11 agosto, 2010

LA CINTA ROJA


Antes (de ella) hubo muchas otras.

Después, algunas (menos), apenas alguna en realidad.

Por eso, una noche insomne, abrió su diario y, en la fecha adecuada, colocó una cinta roja autoadhesiva.

La madrugada estaba en calma y, sabedor de que no iba a dormir, salió a la calle, sin rumbo fijo, con la mirada puesta en el suelo.

Recordando.


Cuando había recorrido unos cuantos kilómetros, y mientras decidía si atravesaba o no un oscuro parque de farolas rotas, percibió el saludo de la soledad y buscó una solución para el rompecabezas en el que su ingenio se hallaba enfrascado.

Pensó en la cinta roja, en las ocasiones en las que pronunció adjetivos convencidos... en las que las torres se desplomaron con gran estrépito.

En un movimiento rápido, una cucaracha cruzó delante de él y se introdujo por las ranuras de una cloaca.

Reprimió un acceso de vómito y algún grito de asco.

La cinta roja era como el capítulo de un libro que cierra la primera historia y sirve de llave para franquear las puertas del resto de laberintos que se elevan en dicho punto.

Continuaba paseando, sumido en ese cúmulo de cavilaciones, tratando de rodear la palabra adecuada en una inacabable sopa de letras en dudoso movimiento.

Avistó una mancha anaranjada en el fondo y se concienció de que, en breve, empezaría a amanecer.
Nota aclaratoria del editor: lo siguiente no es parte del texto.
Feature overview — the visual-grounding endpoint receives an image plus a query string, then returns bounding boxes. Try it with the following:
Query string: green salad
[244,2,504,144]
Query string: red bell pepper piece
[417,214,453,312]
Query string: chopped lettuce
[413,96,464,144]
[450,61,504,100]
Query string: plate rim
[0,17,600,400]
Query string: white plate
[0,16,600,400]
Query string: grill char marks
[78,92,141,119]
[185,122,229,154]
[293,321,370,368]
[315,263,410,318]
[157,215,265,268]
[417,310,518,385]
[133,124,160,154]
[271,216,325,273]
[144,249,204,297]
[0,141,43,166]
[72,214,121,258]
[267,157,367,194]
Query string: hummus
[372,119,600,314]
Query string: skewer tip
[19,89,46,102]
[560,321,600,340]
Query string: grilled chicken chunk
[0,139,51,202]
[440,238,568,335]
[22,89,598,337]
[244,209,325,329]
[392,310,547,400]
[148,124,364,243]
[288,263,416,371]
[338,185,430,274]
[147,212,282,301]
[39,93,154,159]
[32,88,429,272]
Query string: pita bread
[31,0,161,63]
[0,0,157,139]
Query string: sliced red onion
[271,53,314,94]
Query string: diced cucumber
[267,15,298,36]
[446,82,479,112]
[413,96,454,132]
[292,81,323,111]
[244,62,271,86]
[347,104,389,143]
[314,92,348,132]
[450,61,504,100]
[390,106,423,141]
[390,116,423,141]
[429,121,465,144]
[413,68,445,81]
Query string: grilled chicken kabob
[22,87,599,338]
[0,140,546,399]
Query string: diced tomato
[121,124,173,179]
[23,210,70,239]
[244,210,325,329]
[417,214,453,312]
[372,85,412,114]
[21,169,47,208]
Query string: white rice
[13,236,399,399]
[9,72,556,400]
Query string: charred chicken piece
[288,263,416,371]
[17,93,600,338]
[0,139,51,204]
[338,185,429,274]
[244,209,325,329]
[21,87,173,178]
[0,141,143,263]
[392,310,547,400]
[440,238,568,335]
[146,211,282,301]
Se colocó sus gafas de sol y retornó hacia casa.

Intentaba ajustar un término al sentimiento que le acogía en esos instantes.

Quiso repetir desazón, pero supo que sería envilecer una realidad (coetánea a la cinta roja) y, por lo tanto, comportaría una actitud completamente deshonesta.
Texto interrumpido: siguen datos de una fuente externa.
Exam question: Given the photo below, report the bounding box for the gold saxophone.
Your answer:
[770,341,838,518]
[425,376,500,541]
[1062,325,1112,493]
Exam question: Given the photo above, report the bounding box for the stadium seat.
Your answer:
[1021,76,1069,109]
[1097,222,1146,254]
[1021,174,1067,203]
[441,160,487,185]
Atajó por el parterre de la calle principal y evitó saludar al responsable del kiosko, que se encaminaba a recoger los primeros diarios de la mañana.

Se vio reflejado en el espejo de un escaparate y su mente se iluminó de repente.

Desarraigo.

Abrió la puerta, se condujo a la habitación y se dejó caer en la cama.

Entendió que debía arrancar la cinta roja, pero el desmayo se lo impidió.

Y desmayó.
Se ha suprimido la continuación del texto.